Anderson County residents don’t like taxes, he said, but they also want new blacktop.
“It’s sort of like they want their cake and eat it, too,” Hahn said. “That being said, someone, somehow someday is going to have to say no [to spending].”
“We’ll have to do what we need to [do to] sustain this school district to the best of our ability.”
McDowell said the board needed to look at the bottom line: what would happen if the proposed budget could be reconfigured without basing it on a 4 percent revenue increase. How taking out that anticipated increase in revenue would affect the district’s contingency percentage.
The state suggests school districts keep their contingency funds at a minimum 2 percent. Clark, in the budget calling for a 4 percent revenue increase, has the district’s contingency fund at 2.13 percent.
“We’ve got to cut spending or raise revenues. We’ve got to keep an adequate contingency,” McDowell said. “If we don’t raise taxes, we’ve got to make decisions on what we’re spending money for, what needs to be cut.”
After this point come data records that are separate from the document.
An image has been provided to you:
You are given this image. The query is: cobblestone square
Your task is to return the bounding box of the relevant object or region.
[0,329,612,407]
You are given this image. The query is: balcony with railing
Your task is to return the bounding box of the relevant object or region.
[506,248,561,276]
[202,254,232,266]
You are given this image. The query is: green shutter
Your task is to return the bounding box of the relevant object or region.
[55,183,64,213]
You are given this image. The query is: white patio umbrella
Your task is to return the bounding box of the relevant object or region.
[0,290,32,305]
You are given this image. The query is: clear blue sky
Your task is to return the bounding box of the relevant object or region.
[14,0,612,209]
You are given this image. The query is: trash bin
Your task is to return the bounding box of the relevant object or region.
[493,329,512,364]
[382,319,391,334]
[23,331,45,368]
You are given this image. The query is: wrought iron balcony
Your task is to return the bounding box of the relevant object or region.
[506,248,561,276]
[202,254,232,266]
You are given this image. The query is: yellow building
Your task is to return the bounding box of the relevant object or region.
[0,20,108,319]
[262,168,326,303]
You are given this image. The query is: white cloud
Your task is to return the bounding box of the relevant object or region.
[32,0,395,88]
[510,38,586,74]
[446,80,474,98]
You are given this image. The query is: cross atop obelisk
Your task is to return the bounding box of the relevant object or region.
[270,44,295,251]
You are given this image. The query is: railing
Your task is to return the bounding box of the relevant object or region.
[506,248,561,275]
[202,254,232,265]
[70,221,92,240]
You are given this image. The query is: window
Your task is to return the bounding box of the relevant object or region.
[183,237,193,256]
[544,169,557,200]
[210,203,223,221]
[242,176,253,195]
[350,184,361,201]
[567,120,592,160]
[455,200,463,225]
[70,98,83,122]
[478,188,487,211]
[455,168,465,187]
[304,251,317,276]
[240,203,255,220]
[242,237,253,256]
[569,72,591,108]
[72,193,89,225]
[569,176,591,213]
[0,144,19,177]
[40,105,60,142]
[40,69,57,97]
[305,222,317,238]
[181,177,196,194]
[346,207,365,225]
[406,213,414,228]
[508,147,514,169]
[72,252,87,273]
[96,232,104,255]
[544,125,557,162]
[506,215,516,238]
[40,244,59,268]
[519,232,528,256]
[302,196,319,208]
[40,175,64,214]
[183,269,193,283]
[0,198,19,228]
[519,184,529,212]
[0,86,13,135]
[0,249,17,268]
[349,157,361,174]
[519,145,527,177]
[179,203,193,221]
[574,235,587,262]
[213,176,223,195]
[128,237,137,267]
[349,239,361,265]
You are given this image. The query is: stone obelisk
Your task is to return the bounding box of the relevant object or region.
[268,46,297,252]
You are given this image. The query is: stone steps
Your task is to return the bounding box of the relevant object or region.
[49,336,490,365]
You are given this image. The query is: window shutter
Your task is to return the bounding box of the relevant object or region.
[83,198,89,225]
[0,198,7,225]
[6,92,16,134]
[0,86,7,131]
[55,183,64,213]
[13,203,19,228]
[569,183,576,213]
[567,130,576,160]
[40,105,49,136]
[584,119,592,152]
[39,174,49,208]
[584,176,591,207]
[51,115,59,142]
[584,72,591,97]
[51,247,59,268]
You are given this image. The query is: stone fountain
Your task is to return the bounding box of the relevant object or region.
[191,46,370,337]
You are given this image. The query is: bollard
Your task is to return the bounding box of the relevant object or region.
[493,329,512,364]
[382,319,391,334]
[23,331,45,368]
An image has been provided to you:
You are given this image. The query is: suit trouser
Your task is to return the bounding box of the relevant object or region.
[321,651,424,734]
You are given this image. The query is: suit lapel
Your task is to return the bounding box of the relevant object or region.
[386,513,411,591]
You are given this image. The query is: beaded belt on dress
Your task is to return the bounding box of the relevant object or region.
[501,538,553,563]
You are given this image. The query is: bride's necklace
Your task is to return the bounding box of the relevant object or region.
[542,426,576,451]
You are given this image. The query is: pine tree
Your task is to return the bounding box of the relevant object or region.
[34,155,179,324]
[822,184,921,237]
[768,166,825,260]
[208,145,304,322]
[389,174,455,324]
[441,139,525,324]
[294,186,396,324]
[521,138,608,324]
“Tell me, what are we going to cut?” Sargent said. “I don’t know what else we’re going to cut.”
Money will have to come either from cutting program spending or raising tax rates, a choice, McDowell said, will be a hard one for the board to make.
“People elected us to manage that, we need to manage it one way or another, whether we have to make the hard choice to raise taxes, or make the hard choice to cut spending,” McDowell said.
“That’s what we signed up for,” he said.
“That’s what we’re here for,” he said.
No action was taken during last Thursday night’s work session.
Want to go?
The school board will meet Aug. 26 at 7 p.m. at the Anderson County Board of Education office, located at 1160 Bypass North.
As of press time, it was not determined if tax rates would be on the agenda for the regularly scheduled monthly meeting.
If a hearing is scheduled for the public, it will be held either Aug. 28 or Aug. 29 depending upon the schedules of each board member.